Bonnard depicted Marthe in a variety of different spaces at his various homes: most often, the garden, the dining room, the sitting room, and the bathroom, where she spent hours each day washing and soaking as a treatment for chronic ill health. His working practice was to sketch from life and then paint from memory in the studio; as he explained, “There is always the risk with direct observation that [the painter] will become sidetracked by incidentals and lose sight of the initial idea” (quoted in Pierre Bonnard: The Late Still Lifes and Interiors, exh. cat., The Metropolitan Museum of Art, New York, 2009, p. 64).
In Jeune femme rêvant dans un fauteuil, Marthe appears to be daydreaming in a comfortable chair, her arms lightly leaning on the armrests.
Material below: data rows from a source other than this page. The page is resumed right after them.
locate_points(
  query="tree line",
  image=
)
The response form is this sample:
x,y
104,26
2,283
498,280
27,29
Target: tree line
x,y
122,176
Although she was in her fifties when the canvas was painted, Bonnard portrays her in her mid-twenties, the age that she was when they first met. Sasha Newman has explained, "As Marthe aged, Bonnard continued to paint her looking almost exactly as she had done when young. One can sense the idealism, the tenderness, and the dreams of his youth which inspired these images of the solitary, haunting figure of Marthe" (Bonnard: The Late Paintings, exh. cat., Phillips Collection, Washington, D.C., 1984, p. 196).
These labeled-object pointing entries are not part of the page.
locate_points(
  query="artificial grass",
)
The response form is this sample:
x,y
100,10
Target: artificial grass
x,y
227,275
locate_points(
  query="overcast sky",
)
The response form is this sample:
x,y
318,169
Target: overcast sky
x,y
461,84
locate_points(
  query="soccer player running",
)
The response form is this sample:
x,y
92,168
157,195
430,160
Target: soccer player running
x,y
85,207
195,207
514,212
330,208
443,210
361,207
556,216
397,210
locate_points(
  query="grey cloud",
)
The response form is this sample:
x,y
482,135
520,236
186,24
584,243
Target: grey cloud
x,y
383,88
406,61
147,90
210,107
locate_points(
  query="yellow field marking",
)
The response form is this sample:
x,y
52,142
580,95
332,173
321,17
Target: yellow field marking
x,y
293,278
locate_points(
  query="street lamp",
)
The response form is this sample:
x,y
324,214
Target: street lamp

In Bonnard's paintings of Marthe, she rarely acknowledges the presence of the artist or the viewer; instead, she is shown sunken into her own thoughts, her head bowed in a posture of melancholy and self-absorption, or occasionally asleep. "This dreaming feminine presence Marthe... is central to the air of mystery, of hidden sadness in much of Bonnard's art" (ibid., p. 146). The paintings of Marthe often suggest a stolen glance of a private moment.
In the case of Jeune femme rêvant dans un fauteuil, his initial impetus–that crucial, first visual idea that he would enrich and transform into a decorative whole–was most likely the harmonie rose that Bonnard had observed. Seated in the livingroom, Marthe's face and body appears to have a soft rosy glow. Bonnard is known to have studied the effects of light by pinning small pieces of reflective foil wrappers to his studio wall and watching their scintillations, and in 1941 he told a visitor, “It is enough for the painter if windows are sufficiently large to allow the full radiance of daylight to penetrate, like lightning, so that all its nuances can strike everything it happens to encounter” (quoted in ibid., p. 23). Here, Marthe's shirt is a luminous blush color, and her flesh, like the wall behind her, is awash in rich maroon and heightened by small patches of violet shadow. The vibrant palette of the painting creates a visual tension with the meditative mood. Marthe herself seems still and unchanging, an image embalmed in memory. Sarah Whitfield has explained, “Bonnard is a painter of the effervescence of pleasure and the disappearance of pleasure. His celebration of life is one side of a coin, the other side of which is always present–a lament for transience” (ibid., p. 29).